Вымытые и причесанные, люди бесшумно рассаживались за столы, как послушные дети. Сидели молча и ждали. Гордвайль не знал, чего они ждут, но от вопросов удержался, во-первых, чтобы не обнаружить, что он новичок, а во-вторых, потому, что любой разговор казался здесь неуместным и неестественным. Было странно и одновременно страшно видеть этих сидевших в молчании мрачных людей, триста взрослых мужчин, не произносивших ни звука.
Внезапно все встали как один человек, словно подчиняясь неслышной команде, прошептали короткую молитву, прозвучавшую тихим лесным шорохом, перекрестились и снова сели. Тогда от каждого стола встало двое крайних, они направились в конец зала, к большому окну, существование которого до этого момента укрывалось от глаз Гордвайля. Спустя несколько минут они принесли на каждый стол поднос с двенадцатью ломтями черного хлеба и двенадцатью серыми железными мисками, полными бурой жидкости: мучная похлебка с тмином. В мгновение ока хлеб был проглочен тремястами глотками, а содержимое мисок выхлебано через край за отсутствием ложек. Сдерживая отвращение, Гордвайль выпил тепловатую безвкусную похлебку — чтобы не отрываться от коллектива и не выглядеть привередливым. Он влил ее в себя как лекарство, стараясь как бы заткнуть нос изнутри, чтобы не чувствовать неприятный ее запах, напомнивший ему немного отдававший дымком запах русской бани в третьем округе.
Когда трапеза закончилась и посуда была возвращена на кухню, среди почтенного собрания распространился призыв: «В спальни!» В коридоре возле кухни снова образовалась очередь, двигавшаяся в сторону тяжелой окованной двери, похожей на двери тюрьмы. Новичкам выдали зеленые карточки, годные на пять ночей, с указанием номера спальни и кровати. Место Гордвайля оказалось на третьем этаже, койка 212. Большой зал, тускло освещенный единственной электрической лампочкой-луковицей, вмещал пятьдесят-шестьдесят железных коек, одна подле другой, с узкими проходами между ними, койки были голые, без матрасов. Каждая койка представляла собой натянутую на раму проволочною сетку, достаточно подвижную, в изголовье были сложены одно на другом три одеяла темно-табачного цвета.
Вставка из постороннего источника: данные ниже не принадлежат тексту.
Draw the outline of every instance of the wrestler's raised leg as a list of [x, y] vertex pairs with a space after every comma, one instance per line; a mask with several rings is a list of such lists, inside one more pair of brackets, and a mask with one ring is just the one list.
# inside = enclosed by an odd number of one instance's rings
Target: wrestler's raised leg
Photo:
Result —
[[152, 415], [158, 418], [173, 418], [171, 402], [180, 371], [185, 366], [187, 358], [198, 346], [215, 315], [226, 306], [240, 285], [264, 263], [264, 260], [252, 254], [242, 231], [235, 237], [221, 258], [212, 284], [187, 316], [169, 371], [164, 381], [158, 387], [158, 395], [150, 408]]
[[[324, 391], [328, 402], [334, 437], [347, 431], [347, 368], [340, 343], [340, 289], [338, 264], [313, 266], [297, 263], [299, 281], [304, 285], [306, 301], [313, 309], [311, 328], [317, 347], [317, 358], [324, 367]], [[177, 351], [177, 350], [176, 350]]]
Койка Гордвайля оказалась в углу, возле стены, — счастье не изменило ему. Он проверил одеяла очень тщательно, в той мере, в какой это позволил ему слабый свет, и нашел их вполне чистыми. Его сосед, низенький лысый человек лет пятидесяти, достал из кармана нитку с иголкой, сел на койку и, сняв брюки, принялся зашивать в них дырку.
— Ничего не скажешь, они здесь следят за чистотой, — сказал он, обращаясь к Гордвайлю (здесь дар речи вернулся к людям, будто в мгновение ока были сняты какие-то злые чары). — Это лучшая ночлежка во всей Вене, можете мне поверить, но только пять ночей в месяц. И следят в оба. Хотя иногда удается обвести их вокруг пальца. За несколько грошей можно купить карточку на пару ночевок. Многие продают. Может, у вас найдется, господин сосед, кусок черной нитки? А то у меня только белая, не очень-то подходит к темным брюкам.
У Гордвайля не был никакой.
— Ну, ничего не поделаешь, — продолжал сосед, улыбаясь Гордвайлю как старому знакомому. — Главное — чтобы не были слишком рваные. Я вижу, вы не очень-то разбираетесь, — сказал он, глядя, как Гордвайль в нерешительности вертит одеяла в руках. — Делают так: одно расстилают как простыню, другое складывают и кладут под голову, а третьим укрываются. Одежду и ботинки тоже лучше прибрать. Лучше всего — под голову. И я так делаю. Потому как здесь, вы знаете, — он понизил голос и добавил заговорщицки, — люди здесь разные… И осторожность не помешает.